I’m continuing to work with my CakePHP project and have run across some interesting math problems I thought I’d share that surround ratings and popularity ranking for the site.
The hypothetical new service provides a social network sensibility to local civic participation, allowing users to vote on the importance of issues and comment on them. The ranking system is a simple up-or-down voting system, held in the database as either a 1 or 0, depending on the vote.
So, being a social networking site, it is important to provide some rankings in order for people to know what’s hot and what’s not on the site. These rankings are: newest, highest rated, most popular and most active. Highest rated and most popular differ in that the highest rated issue is purely a function of the ratings system, whereas most popular needs to take into account how many people have commented. Most popular and most active differ in that most active is merely an indication of how many votes and comments a given issue has. Newest is obviously a function of time and therefore a straight-ahead dB query.
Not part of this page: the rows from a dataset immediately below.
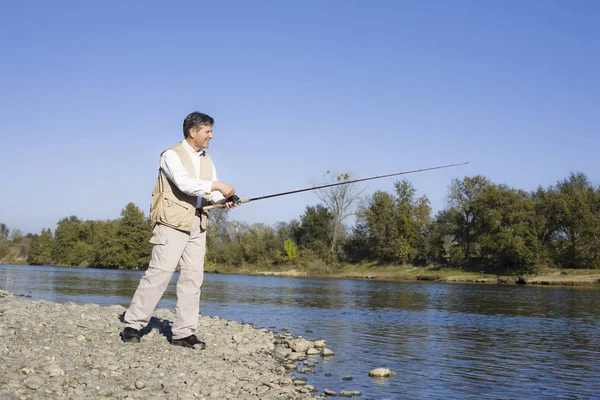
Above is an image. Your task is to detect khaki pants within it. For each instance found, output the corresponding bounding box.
[124,216,206,339]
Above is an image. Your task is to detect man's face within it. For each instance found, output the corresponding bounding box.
[190,125,213,149]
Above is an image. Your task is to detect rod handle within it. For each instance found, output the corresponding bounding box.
[202,199,250,211]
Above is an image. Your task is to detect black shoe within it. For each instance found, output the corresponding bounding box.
[119,327,140,343]
[171,335,206,350]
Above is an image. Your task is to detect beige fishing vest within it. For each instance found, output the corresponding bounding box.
[150,143,213,232]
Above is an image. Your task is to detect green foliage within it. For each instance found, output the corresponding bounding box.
[0,173,600,274]
[291,204,333,259]
[351,180,431,264]
[27,229,53,265]
[0,223,10,242]
[283,239,298,261]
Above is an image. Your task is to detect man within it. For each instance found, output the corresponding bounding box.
[121,112,238,349]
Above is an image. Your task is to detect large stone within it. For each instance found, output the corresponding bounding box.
[369,368,396,378]
[321,348,335,357]
[290,339,314,353]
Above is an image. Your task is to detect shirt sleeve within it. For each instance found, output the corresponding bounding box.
[209,165,225,204]
[160,150,214,197]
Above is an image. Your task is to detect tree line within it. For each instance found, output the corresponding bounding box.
[0,173,600,273]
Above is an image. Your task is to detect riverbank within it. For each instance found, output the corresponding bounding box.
[207,264,600,286]
[0,290,330,400]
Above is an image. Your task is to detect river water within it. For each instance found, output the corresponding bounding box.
[0,265,600,399]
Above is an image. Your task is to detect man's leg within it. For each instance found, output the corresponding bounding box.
[124,224,189,330]
[173,217,206,339]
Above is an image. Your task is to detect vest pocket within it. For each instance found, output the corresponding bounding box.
[160,192,195,228]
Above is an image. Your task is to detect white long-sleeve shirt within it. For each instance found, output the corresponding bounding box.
[160,139,225,208]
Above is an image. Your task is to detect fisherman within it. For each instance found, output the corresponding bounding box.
[120,112,239,349]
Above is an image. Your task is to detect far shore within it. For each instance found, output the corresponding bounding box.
[2,263,600,286]
[206,265,600,286]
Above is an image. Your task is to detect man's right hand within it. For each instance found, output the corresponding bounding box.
[211,181,235,198]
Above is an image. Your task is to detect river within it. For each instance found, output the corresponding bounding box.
[0,265,600,399]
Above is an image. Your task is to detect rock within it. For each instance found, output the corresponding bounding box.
[44,364,65,376]
[369,368,396,378]
[290,339,314,353]
[0,295,324,400]
[23,374,44,390]
[321,348,335,357]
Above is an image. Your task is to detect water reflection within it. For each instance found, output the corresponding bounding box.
[0,266,600,399]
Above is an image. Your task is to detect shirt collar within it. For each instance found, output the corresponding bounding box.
[181,139,204,157]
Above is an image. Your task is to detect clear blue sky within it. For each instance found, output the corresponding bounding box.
[0,0,600,233]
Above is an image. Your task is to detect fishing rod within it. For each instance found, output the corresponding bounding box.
[203,161,469,210]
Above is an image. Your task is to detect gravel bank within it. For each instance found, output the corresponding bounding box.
[0,291,320,400]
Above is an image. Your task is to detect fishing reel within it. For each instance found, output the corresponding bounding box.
[227,194,240,203]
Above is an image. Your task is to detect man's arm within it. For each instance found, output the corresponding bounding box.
[160,150,235,197]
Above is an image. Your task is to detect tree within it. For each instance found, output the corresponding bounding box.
[27,229,53,265]
[52,216,85,265]
[546,172,600,268]
[447,175,491,262]
[116,203,152,269]
[0,223,10,241]
[476,185,540,273]
[292,204,333,259]
[351,180,431,263]
[316,171,362,257]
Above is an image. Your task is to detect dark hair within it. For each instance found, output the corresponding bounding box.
[183,111,215,138]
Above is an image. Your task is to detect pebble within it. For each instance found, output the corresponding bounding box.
[23,375,44,390]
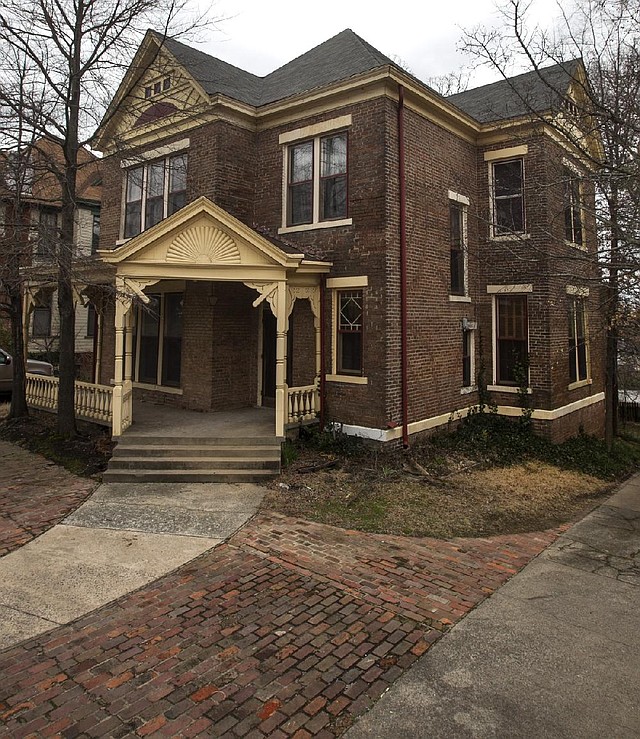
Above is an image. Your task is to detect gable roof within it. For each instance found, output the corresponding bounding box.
[446,59,582,123]
[156,29,397,106]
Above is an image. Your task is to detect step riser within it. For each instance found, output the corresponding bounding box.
[117,434,282,449]
[109,459,280,470]
[102,470,275,483]
[113,445,280,460]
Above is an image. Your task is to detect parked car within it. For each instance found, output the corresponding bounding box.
[0,349,53,393]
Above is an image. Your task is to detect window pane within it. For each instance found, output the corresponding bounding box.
[496,296,528,385]
[289,141,313,183]
[493,159,522,197]
[138,295,160,385]
[321,176,347,221]
[162,293,183,387]
[169,154,187,192]
[289,182,313,226]
[320,133,347,177]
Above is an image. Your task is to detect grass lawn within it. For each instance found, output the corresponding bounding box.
[263,417,640,538]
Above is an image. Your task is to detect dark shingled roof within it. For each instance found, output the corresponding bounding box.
[158,29,396,106]
[447,59,581,123]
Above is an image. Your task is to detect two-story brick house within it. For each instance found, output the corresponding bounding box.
[91,30,604,442]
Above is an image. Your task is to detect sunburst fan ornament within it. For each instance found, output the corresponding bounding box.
[166,226,240,264]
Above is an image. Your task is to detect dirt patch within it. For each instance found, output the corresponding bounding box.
[263,442,612,538]
[0,403,115,477]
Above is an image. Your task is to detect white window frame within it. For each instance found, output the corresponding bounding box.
[448,190,471,303]
[566,285,593,390]
[278,115,353,234]
[326,275,369,385]
[484,144,529,241]
[487,283,533,393]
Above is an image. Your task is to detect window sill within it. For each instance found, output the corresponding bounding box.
[567,377,593,390]
[564,244,588,251]
[449,295,471,303]
[325,375,369,385]
[487,385,533,395]
[489,234,531,241]
[278,218,353,234]
[133,382,182,395]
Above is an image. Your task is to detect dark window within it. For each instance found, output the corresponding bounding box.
[138,295,160,385]
[462,330,473,387]
[31,305,51,339]
[569,298,589,382]
[162,293,183,387]
[124,167,144,239]
[167,154,187,216]
[496,295,529,385]
[36,208,58,259]
[337,290,363,375]
[124,154,187,238]
[564,168,582,244]
[144,160,164,228]
[449,201,467,295]
[288,141,313,226]
[91,211,100,254]
[320,133,347,221]
[493,159,525,236]
[87,303,96,339]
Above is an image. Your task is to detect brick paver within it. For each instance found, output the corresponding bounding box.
[0,502,559,739]
[0,441,97,556]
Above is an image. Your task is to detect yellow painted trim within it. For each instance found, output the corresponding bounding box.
[487,282,533,295]
[567,285,589,298]
[325,375,369,385]
[278,217,353,234]
[484,144,529,162]
[327,275,369,290]
[278,114,352,144]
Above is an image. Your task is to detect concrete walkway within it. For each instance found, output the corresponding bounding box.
[0,483,264,649]
[345,476,640,739]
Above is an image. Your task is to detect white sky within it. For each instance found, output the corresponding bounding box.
[196,0,557,86]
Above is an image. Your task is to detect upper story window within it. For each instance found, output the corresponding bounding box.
[563,167,583,246]
[491,158,525,236]
[569,296,589,383]
[36,208,58,259]
[449,197,469,296]
[124,154,187,238]
[287,131,347,226]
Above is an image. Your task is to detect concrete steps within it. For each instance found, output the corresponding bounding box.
[102,435,280,482]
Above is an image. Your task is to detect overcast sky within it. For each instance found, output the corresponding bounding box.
[194,0,557,86]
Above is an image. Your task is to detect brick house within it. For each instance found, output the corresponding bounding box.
[0,139,104,379]
[90,30,604,443]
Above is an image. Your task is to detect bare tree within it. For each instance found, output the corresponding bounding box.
[0,0,218,436]
[462,0,640,446]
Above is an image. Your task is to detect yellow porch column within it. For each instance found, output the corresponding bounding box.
[273,281,288,436]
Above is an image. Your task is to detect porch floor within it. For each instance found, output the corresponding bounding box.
[123,401,275,438]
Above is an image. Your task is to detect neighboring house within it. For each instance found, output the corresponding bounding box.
[0,140,104,380]
[90,30,604,441]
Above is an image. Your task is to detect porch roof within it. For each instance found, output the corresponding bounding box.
[99,197,332,281]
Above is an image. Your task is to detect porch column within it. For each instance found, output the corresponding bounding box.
[273,281,289,436]
[111,296,131,436]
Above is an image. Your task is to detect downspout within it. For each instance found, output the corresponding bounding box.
[319,275,327,431]
[398,85,409,449]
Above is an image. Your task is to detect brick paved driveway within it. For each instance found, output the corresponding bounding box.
[0,514,559,739]
[0,441,98,557]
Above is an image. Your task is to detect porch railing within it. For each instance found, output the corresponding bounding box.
[27,373,113,426]
[287,385,320,424]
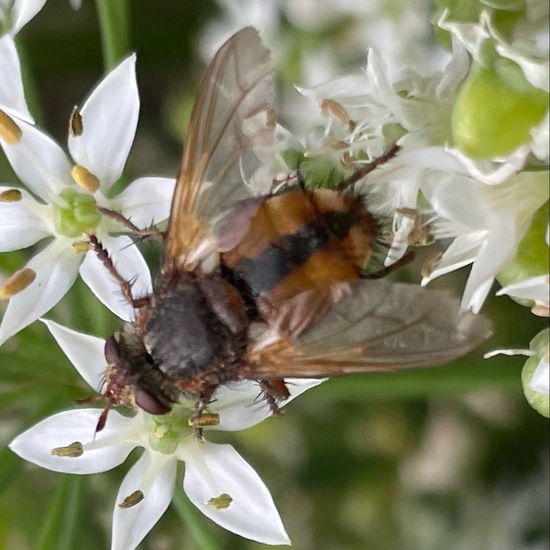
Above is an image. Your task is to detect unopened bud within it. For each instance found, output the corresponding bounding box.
[0,111,23,145]
[0,189,23,202]
[52,441,84,458]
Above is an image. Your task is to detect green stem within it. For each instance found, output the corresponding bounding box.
[96,0,130,71]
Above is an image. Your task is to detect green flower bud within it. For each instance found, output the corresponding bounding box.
[521,329,550,418]
[497,201,550,296]
[451,58,548,159]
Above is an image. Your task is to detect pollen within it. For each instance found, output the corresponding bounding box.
[69,105,84,137]
[0,189,23,202]
[71,164,99,194]
[72,241,90,254]
[208,493,233,510]
[0,111,23,145]
[52,441,84,458]
[118,489,145,508]
[0,267,36,300]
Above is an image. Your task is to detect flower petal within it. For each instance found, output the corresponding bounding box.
[80,235,153,321]
[9,409,135,474]
[41,319,107,392]
[112,177,176,227]
[0,239,82,344]
[215,378,324,431]
[11,0,46,34]
[69,55,139,195]
[111,451,177,550]
[0,120,73,202]
[183,440,290,544]
[0,185,54,252]
[0,34,34,123]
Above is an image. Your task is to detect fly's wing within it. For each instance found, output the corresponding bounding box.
[249,281,491,379]
[165,27,274,270]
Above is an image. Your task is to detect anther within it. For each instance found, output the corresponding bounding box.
[0,111,23,145]
[0,189,23,202]
[69,105,84,137]
[52,441,84,458]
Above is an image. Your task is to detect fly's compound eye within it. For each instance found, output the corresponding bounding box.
[105,334,120,365]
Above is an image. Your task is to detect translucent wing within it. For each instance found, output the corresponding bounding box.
[165,27,273,270]
[250,281,491,379]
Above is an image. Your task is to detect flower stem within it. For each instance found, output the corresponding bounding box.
[96,0,130,71]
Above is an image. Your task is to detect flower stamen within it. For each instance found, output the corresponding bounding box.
[69,105,84,137]
[118,489,145,508]
[52,441,84,458]
[0,111,23,145]
[208,493,233,510]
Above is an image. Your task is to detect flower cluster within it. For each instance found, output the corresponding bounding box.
[0,0,550,549]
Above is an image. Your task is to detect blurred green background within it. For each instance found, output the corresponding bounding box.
[0,0,549,550]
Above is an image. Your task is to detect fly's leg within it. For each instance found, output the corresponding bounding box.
[96,206,165,242]
[89,234,149,309]
[338,144,401,191]
[260,380,290,416]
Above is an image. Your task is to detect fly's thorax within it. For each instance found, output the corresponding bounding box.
[143,272,248,393]
[104,323,180,414]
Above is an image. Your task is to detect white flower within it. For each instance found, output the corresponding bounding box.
[0,34,34,123]
[10,321,320,550]
[0,55,174,343]
[422,172,548,312]
[0,0,46,35]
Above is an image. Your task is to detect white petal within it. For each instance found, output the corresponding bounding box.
[215,378,324,431]
[0,185,54,252]
[112,177,176,227]
[0,120,74,202]
[0,34,34,123]
[111,451,177,550]
[529,354,550,395]
[497,275,550,302]
[0,239,82,344]
[80,235,153,321]
[5,0,46,34]
[9,409,135,474]
[69,55,139,195]
[42,319,107,392]
[183,440,290,544]
[462,231,517,313]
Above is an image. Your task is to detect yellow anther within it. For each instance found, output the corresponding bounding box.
[0,111,23,145]
[52,441,84,458]
[0,267,36,300]
[0,189,23,202]
[71,164,99,194]
[118,489,145,508]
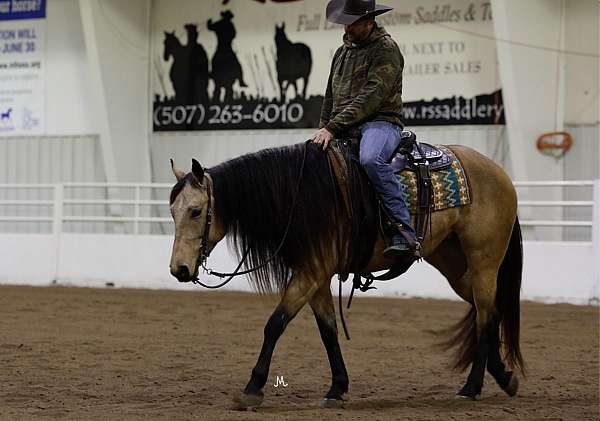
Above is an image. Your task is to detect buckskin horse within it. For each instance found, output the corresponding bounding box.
[170,142,525,409]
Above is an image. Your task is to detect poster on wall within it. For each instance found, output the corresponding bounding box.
[151,0,504,132]
[0,0,46,136]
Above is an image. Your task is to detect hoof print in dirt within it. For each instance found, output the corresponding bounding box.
[233,392,264,411]
[321,398,344,409]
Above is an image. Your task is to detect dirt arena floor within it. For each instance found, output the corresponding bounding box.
[0,286,600,421]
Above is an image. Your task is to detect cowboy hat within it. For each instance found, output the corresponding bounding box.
[325,0,392,25]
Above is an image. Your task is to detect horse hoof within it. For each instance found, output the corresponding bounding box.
[504,374,519,398]
[321,398,344,409]
[233,392,264,411]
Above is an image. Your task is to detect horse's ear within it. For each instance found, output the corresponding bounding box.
[171,158,185,181]
[192,158,204,184]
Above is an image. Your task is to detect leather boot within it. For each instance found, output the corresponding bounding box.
[383,224,421,259]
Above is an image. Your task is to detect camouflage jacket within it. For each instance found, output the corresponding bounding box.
[319,26,404,136]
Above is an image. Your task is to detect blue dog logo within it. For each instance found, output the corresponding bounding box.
[0,108,12,121]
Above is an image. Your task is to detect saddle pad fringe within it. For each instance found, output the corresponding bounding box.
[396,146,471,214]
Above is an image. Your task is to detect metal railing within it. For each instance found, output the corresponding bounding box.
[0,180,600,241]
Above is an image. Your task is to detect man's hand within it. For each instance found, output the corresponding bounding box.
[313,127,333,150]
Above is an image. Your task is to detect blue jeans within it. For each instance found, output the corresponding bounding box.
[359,121,415,234]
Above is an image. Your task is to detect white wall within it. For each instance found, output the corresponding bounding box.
[564,0,600,125]
[0,234,600,304]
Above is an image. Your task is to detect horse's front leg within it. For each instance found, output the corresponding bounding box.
[234,273,318,409]
[309,282,348,408]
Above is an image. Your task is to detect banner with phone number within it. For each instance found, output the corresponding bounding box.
[151,0,504,131]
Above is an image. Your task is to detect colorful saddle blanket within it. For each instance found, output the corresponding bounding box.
[396,145,471,214]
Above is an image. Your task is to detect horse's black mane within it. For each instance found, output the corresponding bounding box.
[171,143,374,292]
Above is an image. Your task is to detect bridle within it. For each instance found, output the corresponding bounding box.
[186,140,312,289]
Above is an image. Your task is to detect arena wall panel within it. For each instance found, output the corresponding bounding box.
[0,234,600,304]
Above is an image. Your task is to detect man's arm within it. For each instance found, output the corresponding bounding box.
[325,44,404,135]
[319,47,342,129]
[319,72,333,129]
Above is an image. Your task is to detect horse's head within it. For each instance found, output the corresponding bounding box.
[163,31,181,61]
[170,159,225,282]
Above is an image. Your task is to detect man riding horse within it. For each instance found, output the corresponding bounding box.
[313,0,419,258]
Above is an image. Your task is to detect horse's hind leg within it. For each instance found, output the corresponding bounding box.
[458,262,497,399]
[234,273,318,409]
[487,315,519,396]
[309,282,348,408]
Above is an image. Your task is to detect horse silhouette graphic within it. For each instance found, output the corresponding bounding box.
[163,24,208,105]
[275,23,312,102]
[0,108,12,120]
[207,10,247,102]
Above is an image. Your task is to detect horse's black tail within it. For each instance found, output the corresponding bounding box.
[440,217,525,373]
[496,217,525,373]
So, how to arrive at the other ratings? This seemed more obvious at first, but it got more complex as I went. I determined that the best thing to do was to get out the old spreadsheet and start laying out some numbers. Initially, I thought the highest rated function aught to be purely a count of the “yes” votes on each issue. But such a system does not take into account the power of the “no” votes. The solution was to divide the number of positive ratings by the total number of ratings. This gives you a percentage of the positive ratings, so one positive rating out of five makes an overall negative rating (20% positive), whereas one positive vote out of two is much more strongly weighted (50%).
This is not an entirely satisfactory, since a single positive vote can launch an issue to the top of the ratings board. There is also the issue of two or more pairs of ratings and positives equaling the same average, such as “4 ratings, 2 positives” and “2 ratings, 1 positive.” But since the ratings are not the only criteria, it’s acceptable to over-rate low numbers. The issue of matching averages will have to be dealt with in a sorting correction.
The next step was to determine the most popular issues. In this case, I opted to multiply the rating by the number of comments. This is a more satisfactory result overall, except that no matter how many comments an issue gets, if the rating is 0, the popularity is also 0. The solution to that is to add back in the number of comments, which has the effect of pushing up the lowest numbers without unduly affecting the higher popularity numbers.
I think I’ve gotten a decent handle on how to jiggle the numbers and get out of them what I think is most important. I’d be interested in hearing from any statistics experts or other folks with experience in this type of thing how they would change my metrics system to be more accurate.